La reforma, que entrará en vigor en 2026, eliminará más de 100 regímenes diferenciales que reconocían condiciones laborales específicas: tareas insalubres, físicas o de alta exigencia intelectual. Docentes, enfermeros, colectiveros, mineros, empleados públicos, entre otros, perderán el derecho a jubilarse antes o con haberes mejorados. Se acabó el reconocimiento al sacrificio.
A cambio, el Estado propone un sistema implacable: una jubilación proporcional a los aportes registrados —sin moratoria— y un ingreso mínimo universal apenas superior a la línea de indigencia. ¿El que no llegó a los 30 años de aportes? Afuera del régimen jubilatorio. El futuro es una asistencia limitada llamada PUAM, que hoy no supera los $251.000, frente a una mínima que ya es de por sí insuficiente: $314.305. La diferencia no es simbólica: marca la distancia entre vivir con dignidad o subsistir en la pobreza.

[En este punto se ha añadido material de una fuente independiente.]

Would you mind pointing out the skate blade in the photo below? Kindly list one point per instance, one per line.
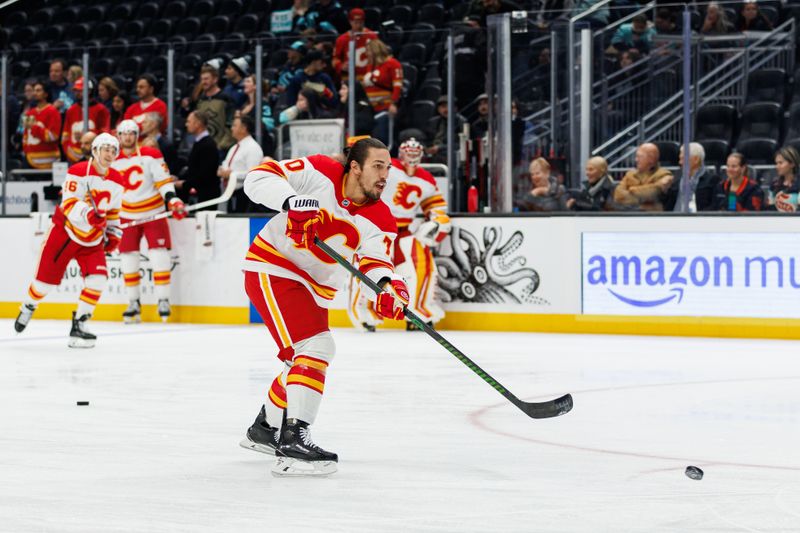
(289, 467)
(256, 447)
(80, 343)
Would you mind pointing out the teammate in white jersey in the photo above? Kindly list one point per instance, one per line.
(85, 227)
(291, 282)
(148, 189)
(410, 191)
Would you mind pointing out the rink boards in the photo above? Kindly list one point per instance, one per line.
(699, 276)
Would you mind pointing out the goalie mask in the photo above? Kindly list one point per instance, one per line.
(410, 152)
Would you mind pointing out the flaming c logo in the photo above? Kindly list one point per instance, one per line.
(328, 227)
(403, 195)
(128, 176)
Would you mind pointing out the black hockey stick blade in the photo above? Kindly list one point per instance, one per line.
(548, 409)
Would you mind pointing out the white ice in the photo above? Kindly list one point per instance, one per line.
(424, 444)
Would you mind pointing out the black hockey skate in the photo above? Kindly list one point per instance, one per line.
(24, 316)
(164, 310)
(133, 314)
(297, 455)
(79, 337)
(261, 437)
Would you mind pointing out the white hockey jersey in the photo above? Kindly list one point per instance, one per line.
(82, 181)
(367, 230)
(147, 181)
(409, 195)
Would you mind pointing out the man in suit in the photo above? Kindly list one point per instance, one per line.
(201, 171)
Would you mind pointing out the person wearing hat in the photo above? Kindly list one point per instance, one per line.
(295, 57)
(237, 69)
(99, 121)
(362, 36)
(313, 77)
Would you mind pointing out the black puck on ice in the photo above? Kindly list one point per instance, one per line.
(693, 472)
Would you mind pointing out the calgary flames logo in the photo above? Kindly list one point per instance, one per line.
(132, 183)
(403, 195)
(330, 226)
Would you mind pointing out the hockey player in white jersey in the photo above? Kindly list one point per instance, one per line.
(410, 191)
(291, 282)
(148, 191)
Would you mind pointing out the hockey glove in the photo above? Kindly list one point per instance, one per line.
(303, 215)
(96, 218)
(112, 242)
(177, 207)
(391, 302)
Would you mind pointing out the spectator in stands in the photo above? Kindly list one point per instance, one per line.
(294, 65)
(86, 145)
(99, 121)
(546, 194)
(148, 102)
(752, 19)
(341, 51)
(313, 77)
(327, 16)
(480, 9)
(235, 72)
(201, 170)
(480, 125)
(151, 136)
(59, 90)
(784, 189)
(737, 192)
(700, 187)
(643, 187)
(716, 21)
(307, 107)
(635, 34)
(119, 104)
(365, 115)
(437, 131)
(241, 157)
(597, 193)
(42, 128)
(597, 19)
(106, 91)
(217, 107)
(384, 85)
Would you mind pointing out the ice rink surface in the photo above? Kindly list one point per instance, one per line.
(424, 444)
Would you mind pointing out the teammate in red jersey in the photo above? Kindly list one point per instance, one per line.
(291, 282)
(148, 192)
(85, 227)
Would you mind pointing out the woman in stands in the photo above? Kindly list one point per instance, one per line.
(752, 19)
(737, 192)
(784, 190)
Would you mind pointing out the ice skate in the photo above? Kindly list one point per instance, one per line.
(79, 336)
(164, 310)
(261, 437)
(297, 455)
(133, 314)
(24, 316)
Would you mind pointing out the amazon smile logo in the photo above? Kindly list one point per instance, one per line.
(655, 280)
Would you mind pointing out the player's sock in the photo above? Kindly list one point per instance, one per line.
(132, 275)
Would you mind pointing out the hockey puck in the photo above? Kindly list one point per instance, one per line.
(693, 472)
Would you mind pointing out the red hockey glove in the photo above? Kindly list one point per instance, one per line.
(178, 208)
(96, 218)
(302, 218)
(392, 301)
(112, 242)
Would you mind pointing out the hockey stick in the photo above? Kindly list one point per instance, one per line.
(556, 407)
(226, 195)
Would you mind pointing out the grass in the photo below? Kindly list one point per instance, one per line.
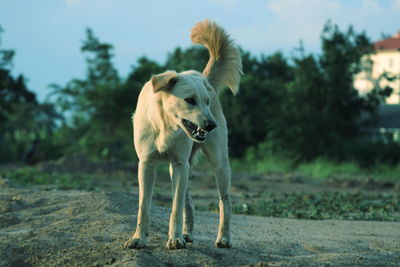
(343, 206)
(31, 176)
(319, 168)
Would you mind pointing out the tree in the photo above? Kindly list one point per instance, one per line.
(22, 119)
(322, 110)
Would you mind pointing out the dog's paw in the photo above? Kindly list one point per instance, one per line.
(188, 238)
(223, 243)
(135, 243)
(177, 243)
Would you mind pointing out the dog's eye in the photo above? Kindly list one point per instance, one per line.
(191, 101)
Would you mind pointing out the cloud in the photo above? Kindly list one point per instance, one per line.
(72, 2)
(313, 6)
(396, 5)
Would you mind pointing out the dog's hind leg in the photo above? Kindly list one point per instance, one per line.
(218, 157)
(146, 177)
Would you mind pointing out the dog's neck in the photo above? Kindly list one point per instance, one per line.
(164, 128)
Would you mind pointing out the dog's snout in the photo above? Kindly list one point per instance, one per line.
(210, 125)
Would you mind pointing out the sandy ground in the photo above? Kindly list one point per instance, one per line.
(41, 227)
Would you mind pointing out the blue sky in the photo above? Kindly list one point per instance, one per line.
(47, 34)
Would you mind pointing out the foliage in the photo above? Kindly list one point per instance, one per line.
(322, 109)
(319, 206)
(22, 119)
(303, 108)
(31, 176)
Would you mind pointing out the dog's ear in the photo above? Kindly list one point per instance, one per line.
(164, 81)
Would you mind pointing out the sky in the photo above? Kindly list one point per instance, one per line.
(47, 34)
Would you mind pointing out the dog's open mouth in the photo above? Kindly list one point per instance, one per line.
(195, 132)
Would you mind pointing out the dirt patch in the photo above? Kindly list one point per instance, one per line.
(78, 228)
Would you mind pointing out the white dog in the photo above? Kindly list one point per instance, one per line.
(178, 114)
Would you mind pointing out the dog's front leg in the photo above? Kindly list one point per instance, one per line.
(179, 172)
(146, 177)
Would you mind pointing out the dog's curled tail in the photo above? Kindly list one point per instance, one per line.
(225, 64)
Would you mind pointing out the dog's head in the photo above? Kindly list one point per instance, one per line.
(185, 97)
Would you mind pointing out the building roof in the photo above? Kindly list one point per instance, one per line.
(392, 43)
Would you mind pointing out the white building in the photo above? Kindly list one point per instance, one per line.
(385, 60)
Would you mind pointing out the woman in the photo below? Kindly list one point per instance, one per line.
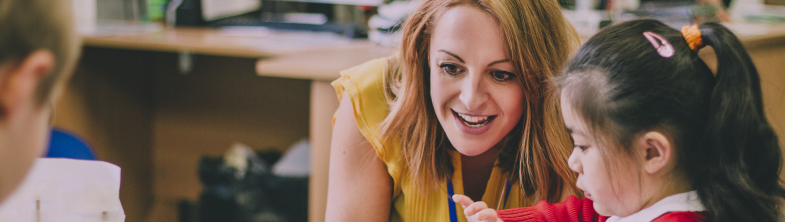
(463, 108)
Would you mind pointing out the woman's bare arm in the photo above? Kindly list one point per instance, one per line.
(359, 189)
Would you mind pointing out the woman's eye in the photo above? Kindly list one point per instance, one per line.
(450, 69)
(502, 76)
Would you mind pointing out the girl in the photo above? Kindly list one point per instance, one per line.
(657, 137)
(460, 109)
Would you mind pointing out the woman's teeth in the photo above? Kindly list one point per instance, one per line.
(473, 121)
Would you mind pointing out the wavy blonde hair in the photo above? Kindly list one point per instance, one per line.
(539, 42)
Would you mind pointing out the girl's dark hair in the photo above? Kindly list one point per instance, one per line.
(724, 146)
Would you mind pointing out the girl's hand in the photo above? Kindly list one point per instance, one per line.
(476, 211)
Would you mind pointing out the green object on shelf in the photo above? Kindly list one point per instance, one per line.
(155, 10)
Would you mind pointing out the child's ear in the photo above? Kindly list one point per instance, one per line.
(657, 151)
(18, 84)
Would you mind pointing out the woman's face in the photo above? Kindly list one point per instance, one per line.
(474, 87)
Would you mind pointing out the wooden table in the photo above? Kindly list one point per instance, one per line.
(131, 101)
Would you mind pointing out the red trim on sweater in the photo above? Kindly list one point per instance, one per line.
(578, 210)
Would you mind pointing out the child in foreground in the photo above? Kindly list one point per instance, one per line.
(38, 50)
(659, 138)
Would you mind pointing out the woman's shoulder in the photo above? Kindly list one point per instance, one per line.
(366, 76)
(681, 216)
(364, 86)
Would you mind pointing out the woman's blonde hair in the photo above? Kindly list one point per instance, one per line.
(539, 42)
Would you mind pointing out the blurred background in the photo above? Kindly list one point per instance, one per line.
(220, 110)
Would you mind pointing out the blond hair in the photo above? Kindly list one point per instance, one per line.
(30, 25)
(540, 41)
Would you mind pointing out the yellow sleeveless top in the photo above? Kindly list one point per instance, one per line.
(363, 85)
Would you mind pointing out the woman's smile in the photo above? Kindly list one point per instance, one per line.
(473, 124)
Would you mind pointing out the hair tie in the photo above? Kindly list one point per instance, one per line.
(692, 34)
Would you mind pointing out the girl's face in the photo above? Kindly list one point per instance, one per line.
(474, 88)
(614, 187)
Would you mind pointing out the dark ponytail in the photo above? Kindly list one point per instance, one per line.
(742, 159)
(725, 148)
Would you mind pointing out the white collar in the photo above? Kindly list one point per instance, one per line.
(687, 201)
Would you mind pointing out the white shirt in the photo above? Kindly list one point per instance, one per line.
(687, 201)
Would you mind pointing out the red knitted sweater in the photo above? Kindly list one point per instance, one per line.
(578, 210)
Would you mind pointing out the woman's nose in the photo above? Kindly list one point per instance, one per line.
(473, 94)
(575, 161)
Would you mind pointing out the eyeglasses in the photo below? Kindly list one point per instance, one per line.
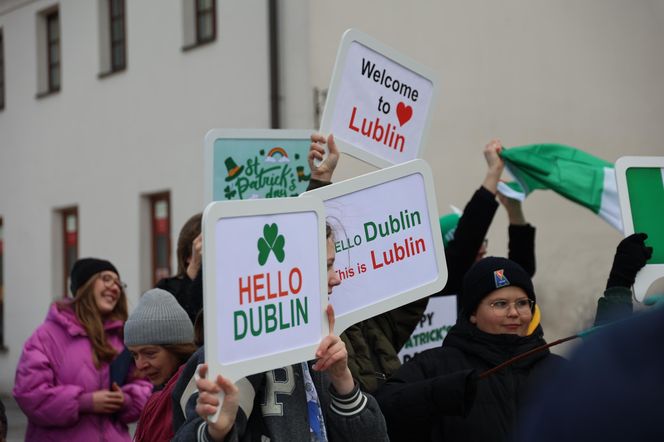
(522, 306)
(109, 280)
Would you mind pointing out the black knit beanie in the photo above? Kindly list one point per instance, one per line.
(83, 270)
(490, 274)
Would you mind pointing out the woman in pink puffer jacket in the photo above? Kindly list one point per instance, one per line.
(63, 379)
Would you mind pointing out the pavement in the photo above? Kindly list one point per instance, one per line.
(17, 423)
(16, 420)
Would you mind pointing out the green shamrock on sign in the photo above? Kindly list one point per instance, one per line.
(271, 241)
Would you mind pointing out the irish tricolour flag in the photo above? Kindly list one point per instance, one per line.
(574, 174)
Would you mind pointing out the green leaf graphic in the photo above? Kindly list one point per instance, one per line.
(263, 251)
(271, 241)
(278, 248)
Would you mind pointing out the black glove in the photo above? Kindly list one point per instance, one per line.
(631, 255)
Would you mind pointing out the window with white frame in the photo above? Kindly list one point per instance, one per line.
(199, 22)
(69, 218)
(112, 36)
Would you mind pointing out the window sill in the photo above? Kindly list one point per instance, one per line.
(45, 94)
(195, 45)
(107, 74)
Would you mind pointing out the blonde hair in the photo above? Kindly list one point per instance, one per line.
(88, 315)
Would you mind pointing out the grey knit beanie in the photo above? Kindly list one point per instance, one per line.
(158, 320)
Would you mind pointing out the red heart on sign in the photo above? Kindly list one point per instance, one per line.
(404, 113)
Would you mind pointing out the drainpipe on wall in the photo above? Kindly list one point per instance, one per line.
(275, 92)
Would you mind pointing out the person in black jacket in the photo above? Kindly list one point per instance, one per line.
(187, 284)
(373, 344)
(614, 379)
(437, 395)
(469, 245)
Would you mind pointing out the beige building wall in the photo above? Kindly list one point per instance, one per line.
(583, 73)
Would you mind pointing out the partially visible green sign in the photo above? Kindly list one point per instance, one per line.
(248, 168)
(645, 186)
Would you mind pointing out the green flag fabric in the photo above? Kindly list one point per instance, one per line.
(570, 172)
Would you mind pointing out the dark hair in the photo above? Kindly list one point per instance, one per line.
(199, 330)
(190, 230)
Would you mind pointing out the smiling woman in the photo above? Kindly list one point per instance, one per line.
(63, 381)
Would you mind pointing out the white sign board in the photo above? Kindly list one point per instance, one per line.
(379, 103)
(389, 249)
(640, 183)
(265, 284)
(437, 320)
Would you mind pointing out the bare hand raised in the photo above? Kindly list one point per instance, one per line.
(325, 168)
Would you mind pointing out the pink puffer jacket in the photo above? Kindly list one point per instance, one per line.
(56, 377)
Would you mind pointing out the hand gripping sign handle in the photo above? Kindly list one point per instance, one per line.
(214, 417)
(221, 395)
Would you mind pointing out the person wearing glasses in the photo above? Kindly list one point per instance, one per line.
(63, 378)
(438, 396)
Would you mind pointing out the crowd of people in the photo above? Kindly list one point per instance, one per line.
(92, 368)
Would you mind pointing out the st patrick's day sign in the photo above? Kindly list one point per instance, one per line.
(379, 102)
(255, 163)
(389, 249)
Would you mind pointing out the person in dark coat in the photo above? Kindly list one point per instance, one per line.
(613, 379)
(187, 284)
(467, 245)
(437, 395)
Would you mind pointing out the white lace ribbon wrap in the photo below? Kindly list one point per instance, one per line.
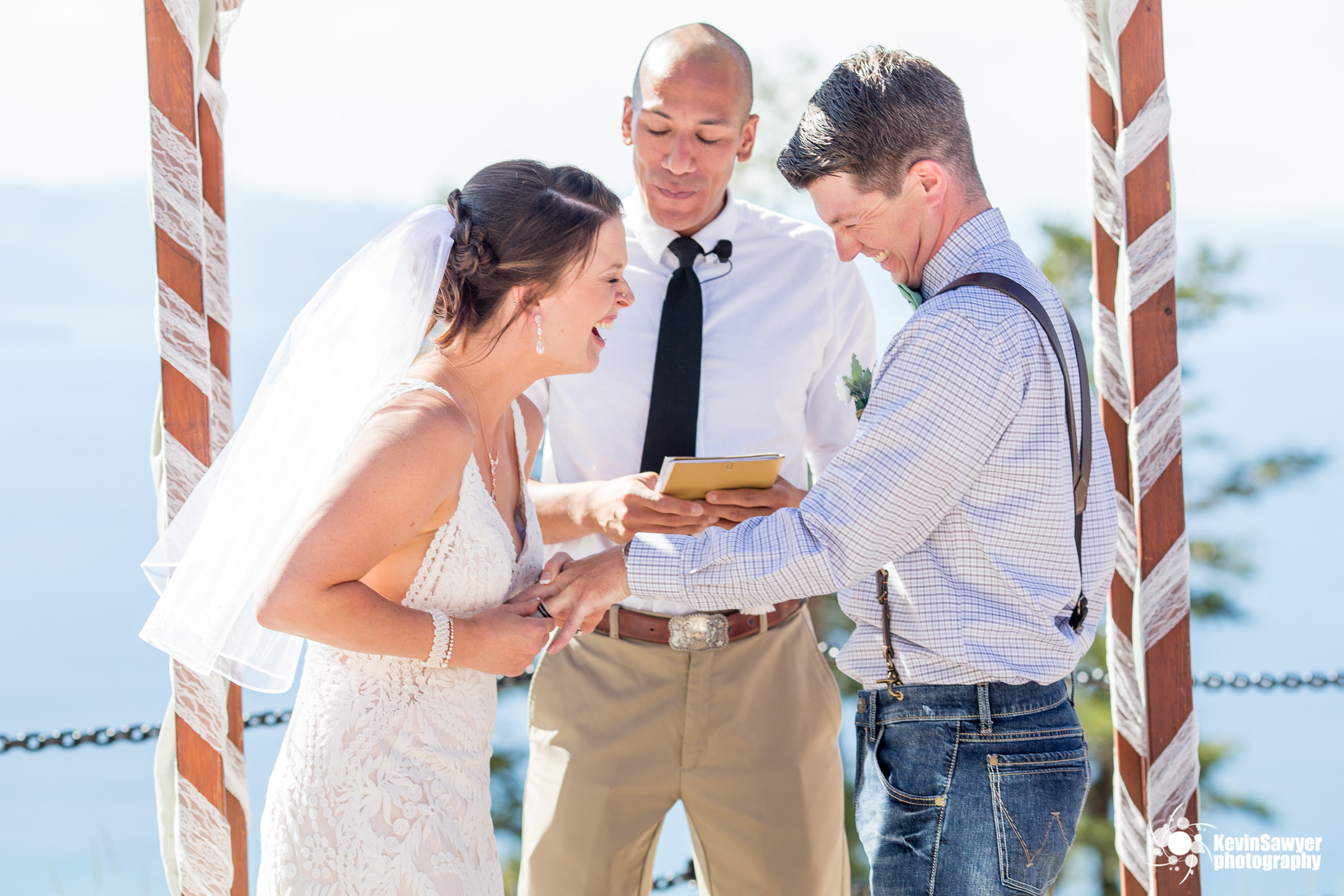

La eliminación de la moratoria, prevista para marzo de 2025, dejará a miles sin opción alguna. Más del 85% de los futuros jubilados no podrá cumplir con los años exigidos debido a la informalidad, la inestabilidad laboral o la falta de aportes de sus empleadores. Una generación entera quedará excluida, condenada a envejecer sin derechos.
Los trabajadores del transporte, la salud, la educación y la construcción son los más golpeados. Se les retira la protección que contemplaba la realidad de sus trabajos. Ya no se reconocerá el esfuerzo de quienes pasaron décadas manejando colectivos, atendiendo emergencias, enseñando en aulas precarias o cargando materiales pesados. Todos serán arrojados al mismo saco del “régimen general”.
Como si fuera poco, los sistemas jubilatorios autónomos de profesionales también serán absorbidos o forzados a adaptarse. Abogados, contadores, ingenieros y escribanos perderán la autonomía de sus cajas, en un claro avance sobre derechos históricos.
Pero el golpe final es económico. Desde 2017, los haberes jubilatorios acumulan una pérdida del 40% en su poder adquisitivo. Con la fórmula de movilidad desvirtuada y el congelamiento del bono de $70.000, millones ya viven bajo la línea de pobreza. Hoy, 5 millones cobran la mínima y 1 millón sobrevive con la PUAM.
La vejez se convierte así en un castigo. El proyecto de retiro proporcional, retomado tras ser eliminado de la Ley Bases de 2023, implica que quien no llegue a los 30 años no podrá completar aportes. Se jubilará con menos, para siempre. Una injusticia estructural, avalada por el Estado.
La Constitución garantiza el derecho a la seguridad social. Esta reforma, sin embargo, lo pisotea. El futuro jubilado ya no será visto como un sujeto de derecho, sino como una carga a eliminar. En nombre del ajuste, se recortan esperanzas, se silencian luchas y se condena a la exclusión a quienes forjaron el país con su trabajo.